How to Use Item Quantity and Basket Analysis in WooCommerce: Step-by-Step Tutorial

Published by MCP Analytics | Category: WooCommerce Analytics

Introduction to Item Quantity and Basket Analysis

Understanding what customers buy together and in what quantities is crucial for optimizing your WooCommerce store's performance. Item quantity and basket analysis reveals purchasing patterns that can dramatically improve your revenue through better product placement, bundling strategies, and targeted cross-selling.

In this comprehensive tutorial, you'll learn how to analyze your WooCommerce order data to answer critical business questions: What's the typical basket size in your store? Which products are frequently purchased together? Are there opportunities for product bundles that customers are already creating organically?

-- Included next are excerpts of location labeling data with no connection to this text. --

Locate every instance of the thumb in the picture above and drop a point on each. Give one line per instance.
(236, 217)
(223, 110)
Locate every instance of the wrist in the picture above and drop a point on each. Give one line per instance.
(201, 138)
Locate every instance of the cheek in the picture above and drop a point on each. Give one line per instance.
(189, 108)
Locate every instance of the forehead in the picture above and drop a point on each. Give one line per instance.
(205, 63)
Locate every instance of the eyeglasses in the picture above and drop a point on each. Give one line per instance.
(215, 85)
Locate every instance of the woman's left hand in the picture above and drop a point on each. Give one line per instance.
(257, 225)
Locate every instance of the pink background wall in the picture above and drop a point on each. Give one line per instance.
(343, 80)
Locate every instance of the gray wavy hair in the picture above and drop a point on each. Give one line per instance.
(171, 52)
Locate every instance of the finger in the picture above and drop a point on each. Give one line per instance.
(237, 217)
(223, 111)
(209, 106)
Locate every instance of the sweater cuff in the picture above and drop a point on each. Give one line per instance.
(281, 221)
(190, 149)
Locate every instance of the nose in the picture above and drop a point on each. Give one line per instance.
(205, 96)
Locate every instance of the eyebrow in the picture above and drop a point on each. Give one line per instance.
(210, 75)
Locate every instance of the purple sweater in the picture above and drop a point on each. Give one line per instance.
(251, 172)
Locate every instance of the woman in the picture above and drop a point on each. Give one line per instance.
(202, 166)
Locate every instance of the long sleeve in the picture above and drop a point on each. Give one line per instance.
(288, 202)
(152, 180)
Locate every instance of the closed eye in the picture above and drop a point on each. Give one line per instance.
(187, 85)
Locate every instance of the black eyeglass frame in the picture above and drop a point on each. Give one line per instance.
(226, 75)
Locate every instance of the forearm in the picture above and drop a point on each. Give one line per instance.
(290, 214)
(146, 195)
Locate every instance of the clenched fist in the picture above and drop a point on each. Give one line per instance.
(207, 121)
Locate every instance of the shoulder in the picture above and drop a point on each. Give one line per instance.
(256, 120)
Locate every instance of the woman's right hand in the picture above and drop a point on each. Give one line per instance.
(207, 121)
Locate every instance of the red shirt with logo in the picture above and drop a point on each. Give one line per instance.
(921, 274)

Unlike traditional analytics that focus solely on individual product performance, basket analysis examines the relationships between products and the aggregate behavior of your customers. This approach, similar to techniques used in AI-first data analysis pipelines, provides actionable insights that can transform your store's profitability.

Prerequisites and What You'll Need

Before You Begin

To successfully complete this tutorial, you'll need:

Required Data Fields

Your export should include these essential fields:

Step 1: Understanding Item Quantity and Basket Analysis Fundamentals

Before diving into the data, it's essential to understand what basket analysis can reveal about your store:

Key Metrics You'll Discover

Average Basket Size

This metric tells you how many items, on average, customers purchase per transaction. A higher basket size often correlates with better customer engagement and higher lifetime value.

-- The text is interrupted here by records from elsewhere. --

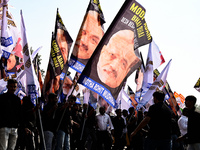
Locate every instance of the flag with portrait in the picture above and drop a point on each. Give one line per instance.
(10, 42)
(115, 57)
(32, 89)
(197, 85)
(58, 60)
(90, 33)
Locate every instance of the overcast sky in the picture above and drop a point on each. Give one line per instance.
(174, 26)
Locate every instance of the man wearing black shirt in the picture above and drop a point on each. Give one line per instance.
(193, 130)
(159, 120)
(10, 116)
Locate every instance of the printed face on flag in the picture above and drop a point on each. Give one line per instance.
(117, 58)
(89, 36)
(63, 45)
(11, 62)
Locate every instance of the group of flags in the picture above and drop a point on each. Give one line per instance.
(102, 61)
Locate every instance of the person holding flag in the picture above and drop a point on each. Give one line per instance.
(159, 119)
(10, 116)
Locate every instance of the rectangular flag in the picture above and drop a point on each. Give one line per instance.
(123, 100)
(90, 33)
(138, 80)
(115, 58)
(28, 65)
(9, 31)
(58, 60)
(197, 85)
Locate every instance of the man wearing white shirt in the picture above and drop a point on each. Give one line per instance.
(183, 121)
(103, 121)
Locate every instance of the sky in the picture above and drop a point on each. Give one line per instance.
(174, 26)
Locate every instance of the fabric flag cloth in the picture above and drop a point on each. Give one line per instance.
(197, 85)
(90, 33)
(8, 39)
(78, 101)
(28, 65)
(154, 60)
(158, 84)
(157, 56)
(123, 100)
(180, 100)
(115, 59)
(57, 68)
(138, 80)
(131, 95)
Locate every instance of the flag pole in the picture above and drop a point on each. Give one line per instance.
(165, 90)
(40, 121)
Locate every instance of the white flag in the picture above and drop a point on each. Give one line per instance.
(157, 57)
(9, 31)
(158, 84)
(123, 100)
(28, 65)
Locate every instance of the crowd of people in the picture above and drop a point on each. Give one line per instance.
(72, 126)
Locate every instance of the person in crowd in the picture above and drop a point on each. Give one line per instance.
(183, 123)
(131, 125)
(29, 127)
(48, 120)
(63, 124)
(175, 132)
(103, 120)
(159, 119)
(117, 58)
(88, 137)
(119, 125)
(193, 130)
(76, 127)
(125, 134)
(10, 116)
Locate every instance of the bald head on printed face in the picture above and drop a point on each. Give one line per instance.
(117, 58)
(89, 36)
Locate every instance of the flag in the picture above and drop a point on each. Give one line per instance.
(90, 33)
(154, 60)
(58, 60)
(10, 41)
(157, 56)
(197, 85)
(114, 59)
(131, 95)
(28, 65)
(148, 72)
(180, 100)
(130, 91)
(9, 31)
(123, 100)
(138, 80)
(158, 84)
(78, 101)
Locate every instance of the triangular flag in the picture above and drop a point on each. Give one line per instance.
(158, 84)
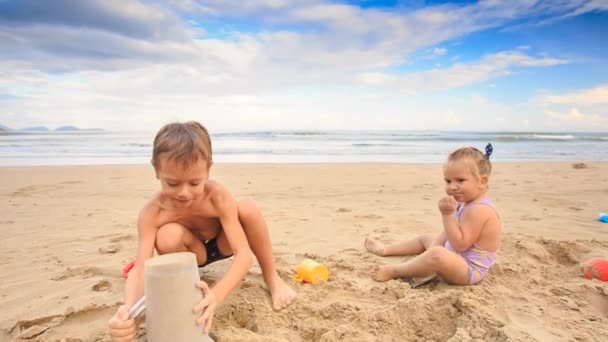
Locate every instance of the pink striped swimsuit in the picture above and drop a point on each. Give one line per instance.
(478, 259)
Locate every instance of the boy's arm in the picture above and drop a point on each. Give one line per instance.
(227, 209)
(146, 230)
(462, 236)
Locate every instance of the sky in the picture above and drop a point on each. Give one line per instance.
(256, 65)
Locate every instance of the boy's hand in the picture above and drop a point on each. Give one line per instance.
(447, 205)
(206, 307)
(120, 327)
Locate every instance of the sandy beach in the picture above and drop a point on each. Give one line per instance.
(68, 231)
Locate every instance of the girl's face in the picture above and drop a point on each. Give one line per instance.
(462, 183)
(182, 186)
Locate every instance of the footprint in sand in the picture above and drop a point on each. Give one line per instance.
(81, 272)
(103, 285)
(122, 237)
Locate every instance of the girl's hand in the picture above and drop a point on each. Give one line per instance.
(206, 308)
(447, 205)
(120, 327)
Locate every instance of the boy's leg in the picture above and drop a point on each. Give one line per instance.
(448, 265)
(173, 237)
(413, 246)
(258, 237)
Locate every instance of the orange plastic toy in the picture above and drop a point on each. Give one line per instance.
(596, 268)
(311, 271)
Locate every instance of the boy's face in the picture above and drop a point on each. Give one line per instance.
(182, 186)
(461, 183)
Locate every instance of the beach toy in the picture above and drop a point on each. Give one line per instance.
(596, 268)
(127, 269)
(171, 294)
(312, 272)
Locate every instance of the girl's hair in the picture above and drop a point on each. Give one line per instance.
(480, 161)
(182, 142)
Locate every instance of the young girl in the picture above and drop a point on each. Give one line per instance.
(466, 248)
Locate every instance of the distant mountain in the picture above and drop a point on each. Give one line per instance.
(46, 129)
(67, 128)
(74, 128)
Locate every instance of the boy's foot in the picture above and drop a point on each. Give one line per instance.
(382, 273)
(374, 246)
(282, 295)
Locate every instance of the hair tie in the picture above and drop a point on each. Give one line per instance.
(488, 151)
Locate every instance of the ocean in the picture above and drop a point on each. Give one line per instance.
(105, 147)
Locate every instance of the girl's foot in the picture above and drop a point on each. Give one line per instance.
(374, 246)
(382, 273)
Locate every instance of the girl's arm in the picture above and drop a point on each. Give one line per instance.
(462, 235)
(134, 287)
(440, 239)
(227, 209)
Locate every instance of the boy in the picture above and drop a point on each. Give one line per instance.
(195, 214)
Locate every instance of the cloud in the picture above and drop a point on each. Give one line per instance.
(123, 17)
(573, 115)
(460, 74)
(586, 97)
(439, 51)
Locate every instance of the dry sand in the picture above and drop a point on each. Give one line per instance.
(68, 231)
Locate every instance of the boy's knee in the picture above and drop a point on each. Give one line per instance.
(169, 237)
(247, 207)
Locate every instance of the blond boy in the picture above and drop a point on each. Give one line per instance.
(193, 213)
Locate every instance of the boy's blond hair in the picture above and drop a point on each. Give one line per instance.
(182, 142)
(479, 163)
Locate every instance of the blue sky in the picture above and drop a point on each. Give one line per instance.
(520, 65)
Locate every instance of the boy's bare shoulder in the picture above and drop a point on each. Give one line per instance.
(214, 187)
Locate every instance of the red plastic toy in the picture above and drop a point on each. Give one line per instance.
(596, 268)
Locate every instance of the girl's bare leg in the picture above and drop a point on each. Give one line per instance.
(258, 237)
(413, 246)
(435, 260)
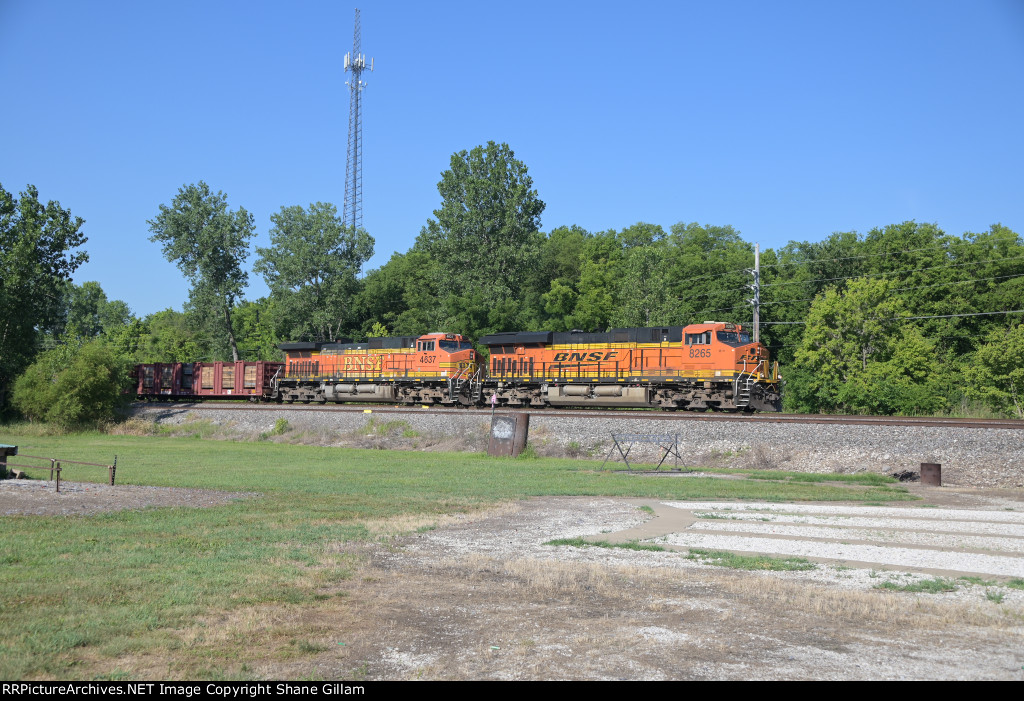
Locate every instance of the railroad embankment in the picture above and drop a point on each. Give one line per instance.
(971, 455)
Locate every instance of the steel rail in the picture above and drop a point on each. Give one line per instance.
(634, 414)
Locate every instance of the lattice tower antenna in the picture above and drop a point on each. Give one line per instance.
(355, 62)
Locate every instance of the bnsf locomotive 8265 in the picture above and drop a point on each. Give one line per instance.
(699, 366)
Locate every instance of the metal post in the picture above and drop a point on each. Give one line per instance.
(757, 293)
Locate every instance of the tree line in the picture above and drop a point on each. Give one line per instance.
(904, 318)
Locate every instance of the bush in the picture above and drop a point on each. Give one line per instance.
(73, 386)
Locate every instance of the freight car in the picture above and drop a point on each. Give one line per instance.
(700, 366)
(437, 368)
(189, 381)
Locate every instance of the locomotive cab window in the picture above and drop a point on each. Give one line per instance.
(732, 338)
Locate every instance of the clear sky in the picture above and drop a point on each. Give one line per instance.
(786, 120)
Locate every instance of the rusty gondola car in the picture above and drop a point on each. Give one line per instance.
(190, 381)
(695, 367)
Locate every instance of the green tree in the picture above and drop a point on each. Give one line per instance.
(73, 386)
(484, 236)
(311, 268)
(208, 243)
(996, 376)
(37, 258)
(90, 313)
(168, 337)
(254, 322)
(402, 295)
(858, 355)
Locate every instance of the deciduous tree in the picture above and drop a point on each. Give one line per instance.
(209, 244)
(311, 268)
(38, 255)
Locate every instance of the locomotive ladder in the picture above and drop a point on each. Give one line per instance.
(744, 386)
(456, 383)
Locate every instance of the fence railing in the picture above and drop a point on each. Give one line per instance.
(55, 467)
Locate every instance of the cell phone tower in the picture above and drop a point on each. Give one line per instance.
(351, 213)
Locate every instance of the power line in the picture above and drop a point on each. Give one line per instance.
(893, 272)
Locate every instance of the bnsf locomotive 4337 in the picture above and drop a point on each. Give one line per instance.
(699, 366)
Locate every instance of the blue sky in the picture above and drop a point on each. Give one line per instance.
(786, 120)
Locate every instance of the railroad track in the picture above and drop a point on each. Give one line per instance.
(613, 413)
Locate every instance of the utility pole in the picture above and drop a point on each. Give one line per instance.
(756, 300)
(351, 213)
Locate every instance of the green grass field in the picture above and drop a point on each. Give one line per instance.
(79, 593)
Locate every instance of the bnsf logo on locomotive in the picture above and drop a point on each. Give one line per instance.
(596, 357)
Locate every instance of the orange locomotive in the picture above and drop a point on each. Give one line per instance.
(430, 368)
(704, 365)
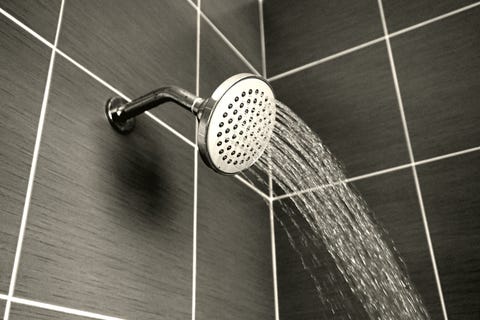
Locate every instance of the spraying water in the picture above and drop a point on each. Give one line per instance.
(330, 217)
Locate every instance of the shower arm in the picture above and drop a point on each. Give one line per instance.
(121, 113)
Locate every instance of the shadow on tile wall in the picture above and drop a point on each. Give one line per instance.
(111, 219)
(350, 101)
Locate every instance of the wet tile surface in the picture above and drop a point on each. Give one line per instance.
(297, 293)
(438, 67)
(297, 34)
(393, 200)
(40, 15)
(239, 21)
(23, 73)
(452, 203)
(110, 221)
(351, 104)
(22, 312)
(234, 266)
(136, 47)
(403, 14)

Example: If your average basket size is 2.3 items, you know that most customers buy between 2-3 products per order. This benchmark helps you set realistic goals for increasing basket size through bundling or promotions.

Product Affinity

Product affinity measures how often products appear together in the same order. High affinity between two products suggests a natural bundling opportunity.

Basket Size Distribution

Understanding the distribution of basket sizes (how many customers buy 1 item vs. 2 items vs. 5 items) helps you identify customer segments and tailor marketing strategies accordingly.

Why This Analysis Matters

Step 2: Exporting Your WooCommerce Order Data

The quality of your analysis depends entirely on the quality of your data export. Follow these steps to ensure you capture all necessary information:

Method 1: Using WP All Export (Recommended)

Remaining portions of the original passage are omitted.